Only part of the application deals with these pages. And even in this part, sooner than you realize and choose by which data you want to fill all these controls, they are already loaded.
Ok the initial layout takes such long time, the resize is not so expensive, say second or two. (maybe there should be no difference, though)
In fact, I have found that this operation takes so much time only on my development machine, I have tried it on another (much slower) and the complete startup with initial layouts is done in two seconds, which is acceptable.
So the calculation itself is not as bad as it looks like, in fact I have optimized it as much as I could, using DrawString instead of Labels, DrawImage instead of picture boxes, setting positions manually instead of tons of TablePanels with Docks set to Fill, adding all pages to the parent and changing only the Visible property instead of clearing the control collection and adding the right one. I don't believe much can be done more.
I am asking firstly because I was surprised I cannot modify the controls from the thread which (without problems) created them and because I would like to let the user work with the app while preparing some other parts - only by chance they are not dependent on the user's action in my example.
Frank Corrao
Invoke sends a message to the message pump for the control on which you are calling invoke. That message is processed like any other windows message, in the order in which it was inserted into the message queue; its not so much that it "interrupts" the main UI thread, as it uses that thread to do its work. But yes, the UI thread would be prevented from doing other things (like repainting) until the invoked message was finished. Begin/EndInvoke do the exact same thing asynchronously, i.e. BeginInvoke returns immediately, without waiting for the message to finish processing.
Overriding WndProc wont help you any, because WndProc only gets called from the UI therad anyway.

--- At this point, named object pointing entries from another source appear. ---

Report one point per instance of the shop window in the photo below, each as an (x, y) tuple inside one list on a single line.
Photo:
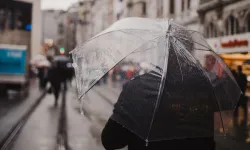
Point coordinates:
[(172, 7), (189, 4), (248, 23), (232, 25), (159, 8), (182, 5), (144, 8), (211, 31)]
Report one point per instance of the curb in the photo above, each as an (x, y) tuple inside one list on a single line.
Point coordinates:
[(13, 133)]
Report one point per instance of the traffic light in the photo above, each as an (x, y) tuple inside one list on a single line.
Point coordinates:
[(62, 50)]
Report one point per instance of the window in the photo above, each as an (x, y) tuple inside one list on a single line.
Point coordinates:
[(248, 23), (171, 6), (189, 4), (211, 31), (182, 5), (159, 8), (15, 15), (232, 25)]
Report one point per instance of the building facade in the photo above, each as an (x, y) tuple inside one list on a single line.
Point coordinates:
[(226, 25)]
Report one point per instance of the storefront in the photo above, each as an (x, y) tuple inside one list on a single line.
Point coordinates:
[(234, 50)]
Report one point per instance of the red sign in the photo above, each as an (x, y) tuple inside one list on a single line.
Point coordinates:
[(234, 43)]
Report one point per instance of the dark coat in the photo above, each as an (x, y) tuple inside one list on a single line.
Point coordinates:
[(114, 136)]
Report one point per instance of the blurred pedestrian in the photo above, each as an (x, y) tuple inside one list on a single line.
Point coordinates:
[(56, 77), (242, 80)]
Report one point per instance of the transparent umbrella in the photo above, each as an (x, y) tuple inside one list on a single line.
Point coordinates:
[(184, 85)]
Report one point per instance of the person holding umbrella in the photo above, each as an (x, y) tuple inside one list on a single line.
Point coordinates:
[(171, 105), (57, 75)]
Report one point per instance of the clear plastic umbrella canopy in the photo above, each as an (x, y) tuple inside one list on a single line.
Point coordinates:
[(174, 85)]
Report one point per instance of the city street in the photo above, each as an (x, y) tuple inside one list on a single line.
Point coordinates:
[(82, 128)]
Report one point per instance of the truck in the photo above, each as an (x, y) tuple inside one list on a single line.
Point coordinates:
[(20, 38)]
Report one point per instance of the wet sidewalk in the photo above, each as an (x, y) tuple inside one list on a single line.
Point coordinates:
[(110, 94), (13, 111), (40, 131)]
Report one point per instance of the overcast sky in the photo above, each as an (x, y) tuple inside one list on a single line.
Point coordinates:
[(57, 4)]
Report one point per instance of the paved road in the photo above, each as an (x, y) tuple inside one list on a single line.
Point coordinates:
[(11, 111), (83, 125), (40, 131)]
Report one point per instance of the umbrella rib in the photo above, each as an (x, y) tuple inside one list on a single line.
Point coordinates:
[(98, 35), (179, 63), (209, 49)]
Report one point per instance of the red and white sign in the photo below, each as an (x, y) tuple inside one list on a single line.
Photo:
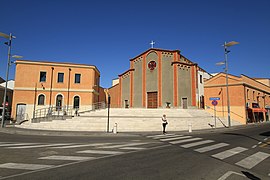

Why can you not simply create your controls on the UI thread If you do it in the load event of the form, everything will happen before the form is actually displayed, so the user wont see the controls appearing or anything. If the wait is too long, use some kind of splash page or "Please wait"/"Initializing" dialog to indicate that significant preparation work is occurring.
Devidas Joshi
P-ter
Ok, I thought about overriding the WndProc to achieve the behaviour of Invoke you described, so there is no point in it.
I can create them on the GUI thread, but all this layout computations takes a time. We're talking about tens of seconds. The thing is, that user can work with other parts of the application while loading these pages.
Every resize of the form starts the layouting again. I would like to do this in the background, rather than let the user wait some seconds on every page open. (Well at first I was creating and layouting only "on demand" but it was horrible to click a tree node and look some time to "frozen" window, so I moved the initial computations to the application startup).
Thank you for your help.
andrew M
Xavier Navarro
Unfortunately, most of the work is Layouting, in front of which is the reflection creation zero-time operation. (In fact I am creating about 500 controls splitted into 13 pages/panels, at the moment)
Adding the pages to the parent form is the last operation needed, with which I count to be held by the UI thread.
There is no reason for UI thread to try to manipulate with my controls as it doesn't know about them, does it
As long as the message pump is mentioned, I don't know about any message needed to be sent to my controls through the form - just because they aren't on the form!